A quick word about “Bioidentical hormone replacement” therapy (BHRT). Those making money off of  BHRT make many claims, including that,

  • BHRT is safer or more effective than normal prescription hormones;
  • BHRT prevents or cures heart disease, Alzheimers, or breast cancer;
  • Estriol is safer than estradiol;
  • Hormone therapy should be customized based on hormones levels, often from saliva testing;
  • FDA-approved hormones cause cancer, strokes, blood clots, etc.;
  • Charlatans like Suzanne Somers claim almost every imaginable benefit from taking hormones, treating many more symptoms than just hot flashes.  (I should note that Somers continues to take estrogen after having an Estrogen-receptor positive breast cancer. She also declined Tamoxifen. Then she had a hysterectomy secondary to complex endometrial hyperplasia likely secondary to inadequate endometrial protection from her “natural” progesterone.)
  • BHRT prescribers often give progesterone to women who don’t have a uterus and frequently add testosterone.

These and other myths are answered here by the FDA and here by Harvard Medical School. The Wikipedia article on bioidentical hormones is quite excellent and analyzes many false claims in some detail. Some proponents of BHRT believe the word bioidentical refers to the types of hormones used, like estradiol instead of conjugated equine estrogens. However, most FDA-approved estrogen products used by physicians contain the very same estradiol. The other, more pervasive definition of BHRT is that the hormones are prescribed to women who are deficient based on hormone level testing, and the doses of the hormones are tailored to make the hormone levels normal. I will make just a few points:

  • Salivary testing of hormones has never been shown to accurately reflect serum levels of hormones. What’s more, serum levels of hormones should not be used to guide replacement.
  • Sex hormones don’t have defined levels. The amounts of estrogen, progesterone, and testosterone in a woman’s body vary by the time of life, time of the month, and time of day. Progesterone levels, for example, are less than 1 ng/ml, but soar above 12 one week after ovulation. Which level is normal? Estrogen levels vary between 10 and 123 pg/ml throughout the month. What level is normal? And the ovaries have different functions in the young girl, reproductive aged woman, and menopausal aged woman. Which time of life should we imitate? Sex hormones are not like thyroid levels, which have a “normal range.” So replacing sex hormones to match a “normal range” is nonsensical.
  • Testosterone is potentially dangerous. It may cause irreversible androgenization of women if used inappropriately. We do not have large studies about the potential increased risk of cardiovascular disease, etc. The same providers who misuse the WHI study results to scare women into trying BHRT will often freely give women testosterone, which may make them feel “peppier” but come with largely unknown and potentially considerable risks. Testosterone replacement therapy has a very narrow indication for treatment of some sexual disorders in postmenopausal women.

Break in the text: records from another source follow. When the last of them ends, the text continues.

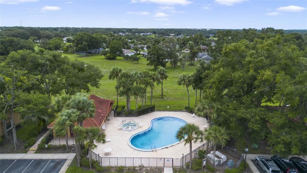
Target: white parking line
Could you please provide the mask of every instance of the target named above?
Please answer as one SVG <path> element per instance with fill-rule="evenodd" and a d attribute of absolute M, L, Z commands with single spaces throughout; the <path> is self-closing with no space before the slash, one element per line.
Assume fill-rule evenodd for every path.
<path fill-rule="evenodd" d="M 16 160 L 15 160 L 15 161 L 14 161 L 14 162 L 13 162 L 13 163 L 12 163 L 11 164 L 11 165 L 10 165 L 10 166 L 9 167 L 7 168 L 7 169 L 6 169 L 5 170 L 5 171 L 4 171 L 3 172 L 3 173 L 4 173 L 6 171 L 7 171 L 7 170 L 9 169 L 9 168 L 10 168 L 10 167 L 11 167 L 11 166 L 13 164 L 14 164 L 14 163 L 15 163 L 15 162 L 16 162 Z"/>
<path fill-rule="evenodd" d="M 31 163 L 29 163 L 29 165 L 28 165 L 28 166 L 27 166 L 27 167 L 26 167 L 26 168 L 25 168 L 25 170 L 23 170 L 23 171 L 22 171 L 22 172 L 21 172 L 21 173 L 23 173 L 23 172 L 24 172 L 25 171 L 25 170 L 26 170 L 26 169 L 27 169 L 27 168 L 28 168 L 28 167 L 29 167 L 29 166 L 30 166 L 30 164 L 31 164 L 32 163 L 32 162 L 33 162 L 33 161 L 34 160 L 32 160 L 32 161 L 31 161 Z"/>
<path fill-rule="evenodd" d="M 43 172 L 43 171 L 44 171 L 44 169 L 45 169 L 45 168 L 46 168 L 46 167 L 47 166 L 47 165 L 48 165 L 48 164 L 49 164 L 49 162 L 50 162 L 50 161 L 51 161 L 51 160 L 49 160 L 49 161 L 48 162 L 48 163 L 47 163 L 47 164 L 46 165 L 46 166 L 45 166 L 45 167 L 44 167 L 44 169 L 43 169 L 43 170 L 41 170 L 41 173 L 42 172 Z"/>

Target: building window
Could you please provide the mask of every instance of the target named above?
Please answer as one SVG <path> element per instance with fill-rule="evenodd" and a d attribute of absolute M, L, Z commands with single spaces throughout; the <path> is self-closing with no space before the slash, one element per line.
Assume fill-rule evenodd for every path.
<path fill-rule="evenodd" d="M 6 130 L 8 131 L 12 128 L 12 123 L 10 120 L 8 121 L 6 124 Z"/>

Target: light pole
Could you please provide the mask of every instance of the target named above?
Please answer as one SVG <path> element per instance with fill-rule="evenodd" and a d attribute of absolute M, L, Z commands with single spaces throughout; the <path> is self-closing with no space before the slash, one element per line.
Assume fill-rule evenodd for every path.
<path fill-rule="evenodd" d="M 246 155 L 247 154 L 247 151 L 248 151 L 248 149 L 245 148 L 245 161 L 244 162 L 244 167 L 243 167 L 243 171 L 245 170 L 245 162 L 246 162 Z"/>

  • Progesterone is given to women only to reduce the risk of endometrial cancer, that is, it should only be given to women with uteruses. There is no evidence of benefit otherwise, and, as we have seen, there are less risks of taking estrogen alone compared to estrogen and progesterone.
  • Any risk that might be attributable to FDA-approved estrogen and progesterone products can also be attributed to BHRT products; likewise, any benefit that might be attributable to BHRT products can also be attributed to FDA-approved products.

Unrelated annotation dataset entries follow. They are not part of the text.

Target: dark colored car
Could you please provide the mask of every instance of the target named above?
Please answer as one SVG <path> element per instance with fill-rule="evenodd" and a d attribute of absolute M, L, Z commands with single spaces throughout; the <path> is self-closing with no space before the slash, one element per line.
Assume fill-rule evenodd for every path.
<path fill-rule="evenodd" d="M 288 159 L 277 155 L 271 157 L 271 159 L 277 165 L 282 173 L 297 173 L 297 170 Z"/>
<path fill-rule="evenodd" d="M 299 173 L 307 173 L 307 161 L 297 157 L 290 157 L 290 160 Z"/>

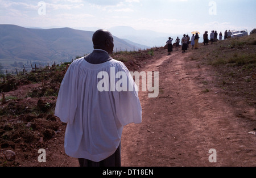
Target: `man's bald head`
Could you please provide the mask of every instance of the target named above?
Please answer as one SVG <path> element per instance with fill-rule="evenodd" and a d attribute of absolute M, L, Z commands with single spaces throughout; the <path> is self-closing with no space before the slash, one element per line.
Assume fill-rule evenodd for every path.
<path fill-rule="evenodd" d="M 93 36 L 93 48 L 106 50 L 109 54 L 113 53 L 114 39 L 112 34 L 106 29 L 101 29 Z"/>

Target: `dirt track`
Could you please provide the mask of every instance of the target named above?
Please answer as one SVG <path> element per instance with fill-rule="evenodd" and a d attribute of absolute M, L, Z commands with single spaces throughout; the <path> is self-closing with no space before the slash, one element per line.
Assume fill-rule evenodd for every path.
<path fill-rule="evenodd" d="M 231 107 L 214 86 L 214 71 L 189 59 L 192 53 L 160 50 L 142 69 L 159 71 L 159 95 L 139 92 L 142 123 L 124 128 L 122 166 L 256 166 L 255 135 L 248 133 L 254 121 L 235 114 L 242 109 L 253 118 L 254 109 L 242 101 Z"/>

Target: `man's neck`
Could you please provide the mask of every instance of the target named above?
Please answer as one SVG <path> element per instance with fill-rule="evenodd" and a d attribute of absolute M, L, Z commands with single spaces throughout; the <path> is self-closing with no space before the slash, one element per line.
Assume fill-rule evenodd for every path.
<path fill-rule="evenodd" d="M 105 50 L 101 49 L 94 49 L 94 50 L 101 50 L 101 51 L 105 52 L 107 53 L 108 54 L 109 54 L 109 53 L 108 53 L 106 51 L 105 51 Z"/>

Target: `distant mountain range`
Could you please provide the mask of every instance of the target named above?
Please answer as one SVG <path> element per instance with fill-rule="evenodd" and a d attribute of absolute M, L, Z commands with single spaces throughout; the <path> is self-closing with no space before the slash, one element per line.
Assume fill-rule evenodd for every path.
<path fill-rule="evenodd" d="M 70 61 L 76 56 L 82 56 L 93 50 L 93 33 L 70 28 L 28 28 L 0 24 L 0 63 L 3 62 L 3 60 L 43 63 Z M 114 41 L 115 51 L 147 48 L 115 36 Z"/>

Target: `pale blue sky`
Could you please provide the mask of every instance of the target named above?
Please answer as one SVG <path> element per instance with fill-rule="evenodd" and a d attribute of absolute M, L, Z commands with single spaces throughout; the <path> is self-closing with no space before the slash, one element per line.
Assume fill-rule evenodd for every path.
<path fill-rule="evenodd" d="M 40 2 L 0 0 L 0 24 L 80 29 L 125 26 L 169 33 L 256 28 L 255 0 L 42 1 L 45 6 Z"/>

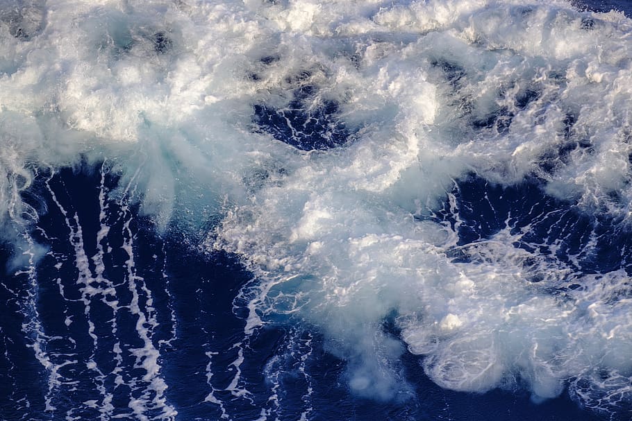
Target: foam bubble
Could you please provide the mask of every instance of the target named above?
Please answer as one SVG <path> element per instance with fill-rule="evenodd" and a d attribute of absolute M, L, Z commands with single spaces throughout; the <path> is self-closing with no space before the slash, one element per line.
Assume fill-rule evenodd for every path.
<path fill-rule="evenodd" d="M 562 239 L 530 243 L 510 217 L 465 241 L 454 194 L 472 174 L 536 180 L 578 212 L 629 219 L 622 14 L 563 0 L 6 4 L 3 221 L 37 219 L 22 199 L 34 178 L 106 160 L 113 194 L 161 232 L 210 231 L 206 250 L 258 276 L 249 334 L 301 318 L 360 395 L 409 393 L 392 318 L 444 387 L 627 396 L 626 275 L 583 273 L 573 259 L 590 247 L 560 258 Z"/>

  • The practice of BHRT is considered a form of alternative medicine, just like homeopathy or magnetic therapy. Billions of dollars are being made in this industry, promoted by folks like Suzanne Somers, Oprah Winfrey, and Dr. Phil’s wife.

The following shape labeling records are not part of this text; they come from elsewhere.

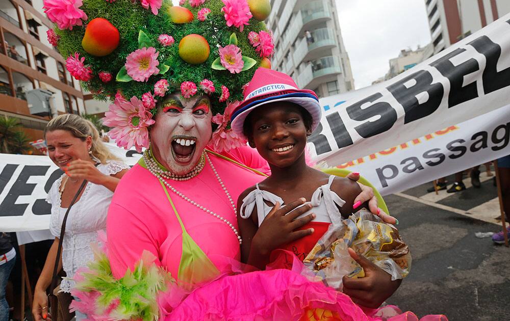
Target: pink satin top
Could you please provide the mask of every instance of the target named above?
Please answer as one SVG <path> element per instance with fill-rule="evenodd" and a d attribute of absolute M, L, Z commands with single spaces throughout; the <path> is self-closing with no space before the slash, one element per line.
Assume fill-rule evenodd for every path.
<path fill-rule="evenodd" d="M 264 177 L 228 160 L 209 154 L 231 197 L 237 204 L 239 195 Z M 250 167 L 262 168 L 265 161 L 249 147 L 226 155 Z M 246 164 L 246 163 L 248 164 Z M 238 230 L 232 204 L 208 162 L 196 176 L 169 183 L 191 200 L 229 220 Z M 240 258 L 236 235 L 225 223 L 190 204 L 169 190 L 186 230 L 196 244 L 215 263 L 214 257 Z M 108 256 L 114 276 L 133 270 L 144 250 L 157 258 L 177 279 L 182 253 L 182 230 L 158 180 L 137 164 L 117 186 L 107 221 Z"/>

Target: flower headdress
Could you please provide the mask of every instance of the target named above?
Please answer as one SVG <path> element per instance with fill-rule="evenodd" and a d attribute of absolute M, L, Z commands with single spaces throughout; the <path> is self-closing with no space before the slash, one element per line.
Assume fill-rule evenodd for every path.
<path fill-rule="evenodd" d="M 215 146 L 240 144 L 223 114 L 242 100 L 257 68 L 271 67 L 274 46 L 263 22 L 269 0 L 181 0 L 181 7 L 169 0 L 43 3 L 55 23 L 48 40 L 67 58 L 67 70 L 95 98 L 113 103 L 104 122 L 114 127 L 119 146 L 148 146 L 157 101 L 170 92 L 209 95 L 219 125 Z"/>

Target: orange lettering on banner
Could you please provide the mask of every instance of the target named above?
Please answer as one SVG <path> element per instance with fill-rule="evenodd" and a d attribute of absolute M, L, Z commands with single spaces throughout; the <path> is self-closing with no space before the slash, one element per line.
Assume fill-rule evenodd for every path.
<path fill-rule="evenodd" d="M 389 155 L 390 154 L 392 154 L 395 152 L 395 151 L 397 150 L 396 147 L 392 147 L 391 148 L 388 148 L 388 149 L 385 149 L 384 150 L 381 150 L 379 152 L 379 153 L 381 155 Z"/>
<path fill-rule="evenodd" d="M 455 129 L 458 129 L 458 127 L 457 127 L 456 126 L 450 126 L 446 129 L 443 130 L 438 130 L 435 133 L 437 135 L 444 135 L 445 133 L 451 131 L 452 130 L 455 130 Z"/>
<path fill-rule="evenodd" d="M 346 163 L 342 164 L 341 165 L 339 165 L 337 166 L 337 168 L 343 169 L 347 168 L 347 167 L 350 167 L 351 166 L 354 166 L 354 162 L 351 160 L 348 163 Z"/>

And one last trivia item. The first estrogen product marketed for treatment of menopausal symptoms was an orally active estrogen extracted from the urine of pregnant women by James Collip, who famously perfected Banting and Best’s method of extracting insulin (the three men shared the patent for insulin). Collip called his estrogen product Emmenin, which was widely used until the emergence of DES and later Premarin. I wonder if Marshall Mathers realizes this?